ただ、日本人の打者は力で押し込めたが、これから対戦するメジャーリーガーにどこまでその勢いが通じるのか。そこで求められるのが、栗林が示してくれたより高い再現性であり、より正確な制球力になるのである。
「1球1球勝負する、思い切って勝負する気持ちで投げるんですけど、その1球1球を精度の高いものにしたいと思います」
イタリア戦での抑え登板に向けてこう語った大勢。ミスが許されない戦いの中で、どれだけ精度の高いボールを投げ切れるか。

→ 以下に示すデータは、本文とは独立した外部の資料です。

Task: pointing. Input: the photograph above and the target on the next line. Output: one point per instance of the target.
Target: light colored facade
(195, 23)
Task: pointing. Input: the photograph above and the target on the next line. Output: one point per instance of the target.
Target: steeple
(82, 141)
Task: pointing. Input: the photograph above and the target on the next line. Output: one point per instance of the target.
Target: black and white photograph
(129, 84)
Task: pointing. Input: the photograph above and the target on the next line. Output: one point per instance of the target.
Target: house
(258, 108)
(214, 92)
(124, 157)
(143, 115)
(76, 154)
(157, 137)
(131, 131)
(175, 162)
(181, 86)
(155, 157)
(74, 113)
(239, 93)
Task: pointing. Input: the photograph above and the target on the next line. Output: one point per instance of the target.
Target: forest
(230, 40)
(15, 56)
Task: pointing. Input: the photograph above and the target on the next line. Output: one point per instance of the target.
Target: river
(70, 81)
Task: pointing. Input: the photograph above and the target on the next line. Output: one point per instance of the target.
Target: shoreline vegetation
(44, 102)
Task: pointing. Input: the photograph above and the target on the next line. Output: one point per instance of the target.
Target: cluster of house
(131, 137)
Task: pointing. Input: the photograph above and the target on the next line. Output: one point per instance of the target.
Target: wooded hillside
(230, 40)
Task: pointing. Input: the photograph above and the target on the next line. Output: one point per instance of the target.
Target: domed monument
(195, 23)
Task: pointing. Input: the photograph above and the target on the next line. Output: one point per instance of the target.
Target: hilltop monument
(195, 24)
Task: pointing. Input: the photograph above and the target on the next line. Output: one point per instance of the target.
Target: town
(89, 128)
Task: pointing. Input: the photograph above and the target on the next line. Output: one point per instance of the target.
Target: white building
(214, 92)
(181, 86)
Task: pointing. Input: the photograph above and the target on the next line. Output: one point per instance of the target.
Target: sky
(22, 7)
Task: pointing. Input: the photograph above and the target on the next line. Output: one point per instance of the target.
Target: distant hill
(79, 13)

そこが一つ、日本の勝利へのカギとなりそうだ。
2)4番問題「栗山監督は4番・村上にこだわる」
1番のラーズ・ヌーとバー外野手から2番・近藤健介外野手、3番・大谷翔平投手、そして5番の吉田正尚外野手と上位の4選手がいずれも4割以上のハイアベレージを叩き出しているのが、1次ラウンドの日本打線だった。
ただ、だからこそ余計にその中で打率1割4分3厘とスランプに喘ぐ4番・村上宗隆内野手の姿がクローズアップされてしまう。
そもそも今回のチーム編成の中で1つのポイントとされてきたのが大谷の後ろを打つ打者だった。当初は大谷を2番に置いて、3番には鈴木誠也外野手というのが基本形だったが、その鈴木が左脇腹の故障で出場辞退となって打線の組み替えを余儀なくされている。そこで強化試合から好調だった近藤を2番につなぎ役として入れ、大谷を3番に据える打線が新たに組まれたわけだが、そこで大谷の後ろを任された村上がこのスランプである。
実際問題として1次ラウンドの4試合で大谷は敬遠四球2つを含む7つの四球を選んでいる。直後の村上は韓国戦で大谷敬遠の無死満塁で遊飛、オーストラリア戦の同じく大谷敬遠の1死一、二塁で二ゴロと結果が出ず、大谷が歩かされた直後の打席はノーヒット。今後は勝負どころで大谷が歩かされる可能性はさらに高くなるのは確実だ。